Wednesday, January 14, 2015

Ghosts, love and tristesse


Tuesday 13 January 2015

5 degrees  crisp and clear skies

Mail out two new properties which have just come to market - the old church house with the scary cracks and one that has been bubbling under since before Christmas, and the owner has finally got around to signing the permission to sell document.  

The latter house is in a gorgeous village with an excellent restaurant, a chateau which opens its gardens for visitors and a beautiful river.  The owners are a couple who came together after having had children with other partners.  They then had some more children. The living room and kitchen are massive and the bedrooms are like cubicles as they all have been divided up.  The garden has been intensively trampled, mined with small plastic objects, and has seen many parties. Each house has its own resonance. This house resonates love from every stone and beam. 

It is interesting that some houses sell immediately and yet others stick.  They can be similar in size and location and condition.  They can be similar in price.  And yet the properties which stick sell for significantly lower prices and take much longer before someone is ready to take the plunge and go for it.   I used to have for sale the house of a notary.  He had left his wife and moved in with his secretary.  The ex wife and the surly children were left in the house.  It was in great condition and a great location and a reasonable market price.  Did it sell? - not for nearly three years.   The basement had the worst feeling about it - the notary kept his guitars there and I felt that he had spent many hours, strumming sad tunes down there.  People would see the house from the outside and see the garden and get really excited.  This feeling would dissipate within 2 metres of entering the front door.
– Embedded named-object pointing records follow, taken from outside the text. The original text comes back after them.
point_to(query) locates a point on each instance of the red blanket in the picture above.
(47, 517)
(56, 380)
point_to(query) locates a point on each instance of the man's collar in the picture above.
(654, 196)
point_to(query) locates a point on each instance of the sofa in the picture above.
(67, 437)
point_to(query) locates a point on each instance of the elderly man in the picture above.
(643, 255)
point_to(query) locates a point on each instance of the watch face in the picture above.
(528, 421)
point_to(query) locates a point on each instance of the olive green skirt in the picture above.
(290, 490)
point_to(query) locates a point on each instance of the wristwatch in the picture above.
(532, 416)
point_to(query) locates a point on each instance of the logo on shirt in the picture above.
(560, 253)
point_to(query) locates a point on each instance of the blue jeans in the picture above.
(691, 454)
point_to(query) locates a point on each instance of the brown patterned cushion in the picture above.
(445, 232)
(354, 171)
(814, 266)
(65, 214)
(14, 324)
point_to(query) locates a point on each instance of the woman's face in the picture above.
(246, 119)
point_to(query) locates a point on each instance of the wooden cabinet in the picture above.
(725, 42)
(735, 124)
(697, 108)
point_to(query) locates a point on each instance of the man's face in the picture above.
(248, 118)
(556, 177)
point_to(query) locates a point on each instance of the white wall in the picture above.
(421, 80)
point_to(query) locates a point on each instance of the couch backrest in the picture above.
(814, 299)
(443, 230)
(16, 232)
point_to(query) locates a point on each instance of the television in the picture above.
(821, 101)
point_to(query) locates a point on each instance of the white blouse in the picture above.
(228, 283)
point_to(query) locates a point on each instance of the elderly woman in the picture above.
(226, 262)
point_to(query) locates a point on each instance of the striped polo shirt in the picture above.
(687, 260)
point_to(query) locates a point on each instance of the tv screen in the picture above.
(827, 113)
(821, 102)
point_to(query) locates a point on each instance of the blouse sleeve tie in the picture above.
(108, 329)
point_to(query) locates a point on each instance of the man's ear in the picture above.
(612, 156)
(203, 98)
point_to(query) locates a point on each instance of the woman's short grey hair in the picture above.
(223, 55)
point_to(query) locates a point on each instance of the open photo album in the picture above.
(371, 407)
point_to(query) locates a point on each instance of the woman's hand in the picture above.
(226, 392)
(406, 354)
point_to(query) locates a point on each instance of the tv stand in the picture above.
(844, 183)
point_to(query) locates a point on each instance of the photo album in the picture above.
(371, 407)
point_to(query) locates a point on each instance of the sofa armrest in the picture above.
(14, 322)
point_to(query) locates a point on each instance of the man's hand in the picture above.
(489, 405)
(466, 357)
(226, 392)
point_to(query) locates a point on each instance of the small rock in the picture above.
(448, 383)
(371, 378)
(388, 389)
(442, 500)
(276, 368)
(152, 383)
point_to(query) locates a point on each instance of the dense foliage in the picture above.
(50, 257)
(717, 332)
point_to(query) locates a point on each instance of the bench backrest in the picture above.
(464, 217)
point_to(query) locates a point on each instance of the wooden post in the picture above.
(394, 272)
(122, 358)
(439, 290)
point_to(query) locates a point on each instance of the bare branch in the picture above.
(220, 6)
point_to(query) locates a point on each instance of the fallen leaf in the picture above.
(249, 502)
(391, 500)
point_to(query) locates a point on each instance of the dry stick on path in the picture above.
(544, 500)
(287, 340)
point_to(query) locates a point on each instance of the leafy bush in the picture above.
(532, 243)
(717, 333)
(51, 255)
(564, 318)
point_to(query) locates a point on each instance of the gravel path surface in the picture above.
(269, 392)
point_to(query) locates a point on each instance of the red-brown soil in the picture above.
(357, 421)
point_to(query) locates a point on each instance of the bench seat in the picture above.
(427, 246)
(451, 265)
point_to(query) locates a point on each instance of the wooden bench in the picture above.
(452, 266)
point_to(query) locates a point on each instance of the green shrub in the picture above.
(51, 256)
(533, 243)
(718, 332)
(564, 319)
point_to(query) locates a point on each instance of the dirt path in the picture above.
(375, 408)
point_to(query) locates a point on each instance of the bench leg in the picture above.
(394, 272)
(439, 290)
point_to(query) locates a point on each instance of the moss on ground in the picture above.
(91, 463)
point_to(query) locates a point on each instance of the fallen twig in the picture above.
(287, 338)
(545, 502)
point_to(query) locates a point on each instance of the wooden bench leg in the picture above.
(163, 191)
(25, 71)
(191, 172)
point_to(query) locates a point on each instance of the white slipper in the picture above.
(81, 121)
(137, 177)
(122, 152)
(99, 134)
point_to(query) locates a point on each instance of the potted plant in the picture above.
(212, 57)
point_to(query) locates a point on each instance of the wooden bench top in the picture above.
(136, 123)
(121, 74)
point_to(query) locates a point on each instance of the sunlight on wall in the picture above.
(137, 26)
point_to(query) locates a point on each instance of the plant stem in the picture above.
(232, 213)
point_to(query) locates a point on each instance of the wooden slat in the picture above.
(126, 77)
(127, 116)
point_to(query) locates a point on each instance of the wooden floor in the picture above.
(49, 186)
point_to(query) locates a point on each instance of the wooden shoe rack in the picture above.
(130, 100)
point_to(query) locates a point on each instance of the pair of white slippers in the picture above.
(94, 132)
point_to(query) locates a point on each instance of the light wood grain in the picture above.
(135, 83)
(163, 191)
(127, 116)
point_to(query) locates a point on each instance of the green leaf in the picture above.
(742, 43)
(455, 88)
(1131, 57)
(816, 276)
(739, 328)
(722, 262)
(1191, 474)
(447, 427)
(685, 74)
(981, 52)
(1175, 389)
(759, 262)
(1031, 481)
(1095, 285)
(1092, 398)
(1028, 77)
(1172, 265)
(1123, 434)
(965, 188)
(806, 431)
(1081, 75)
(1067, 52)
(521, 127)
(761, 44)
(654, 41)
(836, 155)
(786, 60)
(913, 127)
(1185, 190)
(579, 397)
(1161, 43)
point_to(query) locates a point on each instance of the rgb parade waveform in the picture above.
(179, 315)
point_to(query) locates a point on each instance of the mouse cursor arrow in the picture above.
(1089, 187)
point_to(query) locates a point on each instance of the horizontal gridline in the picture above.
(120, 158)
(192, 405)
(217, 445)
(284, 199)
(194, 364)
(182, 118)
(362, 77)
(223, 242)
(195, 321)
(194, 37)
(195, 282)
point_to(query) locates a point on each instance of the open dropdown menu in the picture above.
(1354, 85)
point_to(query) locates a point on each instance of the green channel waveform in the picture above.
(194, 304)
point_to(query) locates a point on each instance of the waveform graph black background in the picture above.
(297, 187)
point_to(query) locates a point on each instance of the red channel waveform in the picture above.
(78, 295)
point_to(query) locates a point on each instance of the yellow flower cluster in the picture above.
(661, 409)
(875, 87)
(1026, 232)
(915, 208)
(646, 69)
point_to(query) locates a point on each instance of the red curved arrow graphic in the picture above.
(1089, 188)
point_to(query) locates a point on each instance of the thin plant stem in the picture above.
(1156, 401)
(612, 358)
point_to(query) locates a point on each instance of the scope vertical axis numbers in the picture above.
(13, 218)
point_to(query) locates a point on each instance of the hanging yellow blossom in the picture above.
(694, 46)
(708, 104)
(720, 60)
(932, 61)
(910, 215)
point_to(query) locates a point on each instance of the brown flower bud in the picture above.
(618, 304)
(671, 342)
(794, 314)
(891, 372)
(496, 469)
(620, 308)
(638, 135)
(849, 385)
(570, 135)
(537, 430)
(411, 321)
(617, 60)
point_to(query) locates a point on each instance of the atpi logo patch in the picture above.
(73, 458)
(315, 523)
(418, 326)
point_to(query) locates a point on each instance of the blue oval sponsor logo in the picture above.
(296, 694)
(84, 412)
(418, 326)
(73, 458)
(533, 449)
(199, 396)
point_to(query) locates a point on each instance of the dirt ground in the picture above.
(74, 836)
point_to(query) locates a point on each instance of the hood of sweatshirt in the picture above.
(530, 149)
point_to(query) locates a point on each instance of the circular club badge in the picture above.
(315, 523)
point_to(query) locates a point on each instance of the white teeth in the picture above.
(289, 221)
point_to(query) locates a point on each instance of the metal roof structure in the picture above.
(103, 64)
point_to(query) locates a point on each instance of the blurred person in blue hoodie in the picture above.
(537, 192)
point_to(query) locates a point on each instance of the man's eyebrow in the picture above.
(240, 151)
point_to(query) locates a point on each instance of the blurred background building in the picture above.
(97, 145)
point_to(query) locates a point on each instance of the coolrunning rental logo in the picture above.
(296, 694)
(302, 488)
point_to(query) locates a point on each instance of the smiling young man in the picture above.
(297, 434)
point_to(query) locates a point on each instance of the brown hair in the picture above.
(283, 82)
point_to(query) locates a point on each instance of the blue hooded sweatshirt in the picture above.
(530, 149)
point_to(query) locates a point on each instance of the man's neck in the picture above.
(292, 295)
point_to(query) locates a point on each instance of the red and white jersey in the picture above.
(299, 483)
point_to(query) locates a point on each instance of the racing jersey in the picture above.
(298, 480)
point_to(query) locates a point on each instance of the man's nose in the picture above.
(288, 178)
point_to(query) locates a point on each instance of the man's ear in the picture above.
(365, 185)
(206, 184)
They would come out and look confused.   The French summed it up in one word  'triste'.  This was a sad house.

Other houses are eery in the sense that it looks as if the owners just upped and left.  Their knitting is still in the basket at the side of the fireplace, their clothes are still in the wardrobe and, in the cases of the larger old houses, the beds are still made.  There is a certain kind of lumpy old bedding which creates the look I call 'dead people beds'.  Yellow, stained pillows and staring china dolls complete the look.  These houses are as cold as the grave, doors open with a small scream as they scrape on the mouse droppings, floors creak when no one is standing on them.

My one experience of a spirit is when I was showing a house to an English couple.  The lady and I were upstairs looking at the bedrooms.  The man was downstairs, looking at the boiler. We both heard footsteps on the stairs.  The lady shouted out that we were in the end bedroom.  Silence.  I was looking out of the window and saw her husband in the garden. There was no one in the hallway or the stairs or the landing.  We closed the shutters very quickly and went back downstairs.

I attempted to fill in an application form for WF for an insurance apprenticeship.  Was defeated by the 'describe a memorable customer experience' and 'what is your motivation' parts so emailed them back to WF.  Dog attempted to run off with group of walkers so OH took him out.  I went into town and had coffee in McDonald's and met couple of partner agents and showed them a country house with three acres of land.  It is a lot better on the outside than the inside.   The animals had better housing than the owner but you can always change the inside is what I tell clients.  Glorious day with wind up from Sahara and 19 degrees.  Snowing in UK where I used to live.  It is grim up East.

Met with owner of property I had spied on the Internet the other day.  The much vaunted 360 degrees in the ad were, sadly, marred by a number of close neighbours and an ugly half built garage.  The owner spent an entire hour talking and showing the house before telling me that (a) he had just received an offer of 6 percent below the asking price and he had refused it and (b) he didn't intend putting it back on sale until April.

I told him that first offers were often the best and he dismissed this.  Oh dear.  He may well live to regret that decision.

It was phenomenally hot in the house and I had to keep on taking off layers of clothing.  I could feel my eyes drying out.  Escaped after an hour and a half and went to big shop and had coffee and biscuit stuffed with white chocolate.  OH birthday Thursday - got chocolates and Armagnac for him.  OH not in good mood when I got back as I had been out nearly three hours.  He had made me a very long list of people to ring but had, in effect, shot himself in the foot as he had to make supper.

He made Cajun black stir fry chicken with stir fry potatoes and tomato sauce.  Yum!!  Dog then ran off into the night.  OH set off in the car and came back 20 minutes later to find the dog sitting by the back door.   He is in the dog house (metaphorically speaking).